Senate Bill No. 1371, also known as the “Girls Not Brides Act,” was unanimously approved by Senators on Monday, November 9.
The measure was principally authored and sponsored by Sen. Risa Hontiveros, chairperson of the Senate Committee on Women, Children, Family Relations and Gender Equality.
“The issue of child early and forced marriages is one that is largely invisible to us here in Metro Manila, but it is a tragic reality for scores of young girls who are forced by economic circumstances and cultural expectations to shelve their own dreams, begin families they are not ready for, and raise children even if their own childhoods have not yet ended,” she said after the Senate approved the measure.
Based on data from the United Nations Population Fund, 1 in every 6 girls in the Philippines marry before the legal age of 18.
The Philippines was also listed as the 12th country with the highest number of children married under 18 years old with 726,000, according to Hontiveros.
“Today, we give our girls a chance to dream, a chance to define their futures according to their own terms. We defend their right to declare when they are ready to begin their families,” Hontiveros said.
“We tell them their health matters to us. Their education matters to us. We give them a fighting chance,” she added.
Under the bill, any person who causes, fixes, facilitates or arranges a child marriage will be fined P40,000 or suffer the penalty of prision mayor in its minimum period, which is eight years and a day to 10 years.

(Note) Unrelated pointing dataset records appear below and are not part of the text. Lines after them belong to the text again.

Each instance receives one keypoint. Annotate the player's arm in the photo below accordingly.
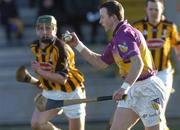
(177, 50)
(135, 70)
(90, 56)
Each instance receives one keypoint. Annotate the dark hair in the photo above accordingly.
(114, 8)
(161, 1)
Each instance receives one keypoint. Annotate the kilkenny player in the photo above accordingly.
(55, 67)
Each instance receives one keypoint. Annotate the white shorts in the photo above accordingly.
(167, 77)
(147, 99)
(72, 111)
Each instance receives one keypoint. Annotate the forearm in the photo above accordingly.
(177, 50)
(54, 77)
(92, 57)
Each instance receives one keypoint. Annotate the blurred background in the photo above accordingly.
(17, 30)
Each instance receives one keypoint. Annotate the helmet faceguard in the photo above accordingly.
(46, 28)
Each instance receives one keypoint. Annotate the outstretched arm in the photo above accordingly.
(90, 56)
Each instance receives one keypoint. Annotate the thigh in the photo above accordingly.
(43, 117)
(124, 118)
(77, 123)
(156, 127)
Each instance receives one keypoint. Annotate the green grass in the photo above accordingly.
(172, 123)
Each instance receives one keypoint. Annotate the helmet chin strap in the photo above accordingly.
(47, 40)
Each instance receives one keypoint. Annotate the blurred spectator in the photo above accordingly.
(93, 18)
(9, 18)
(32, 3)
(55, 8)
(76, 11)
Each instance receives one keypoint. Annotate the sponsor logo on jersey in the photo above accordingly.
(123, 47)
(155, 43)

Should the perpetrator of the child marriage be an ascendant, step parent or guardian of the minor, the punishment will be prision mayor in its maximum period of 10 years and a day to 12 years, a P50,000 fine, and the loss of parental authority over the minor.
Any person who performs or officiates the formal rites of child marriage will suffer the penalty of prision mayor in its medium period, a fine of at least P40,000, and disqualification from office in the case of public officials.
The Philippine Department of Social Welfare and Development has been enlisted to take the lead in the measure’s implementation.
The bill was co-authored by Senate President Vicente Sotto 3rd, Majority Leader Juan Miguel Zubiri, Minority Leader Franklin Drilon and Senators Leila de Lima, Emmanuel Joel Villanueva, Maria Josefa Imelda Marcos, Juan Edgardo Angara and Francis Pangilinan.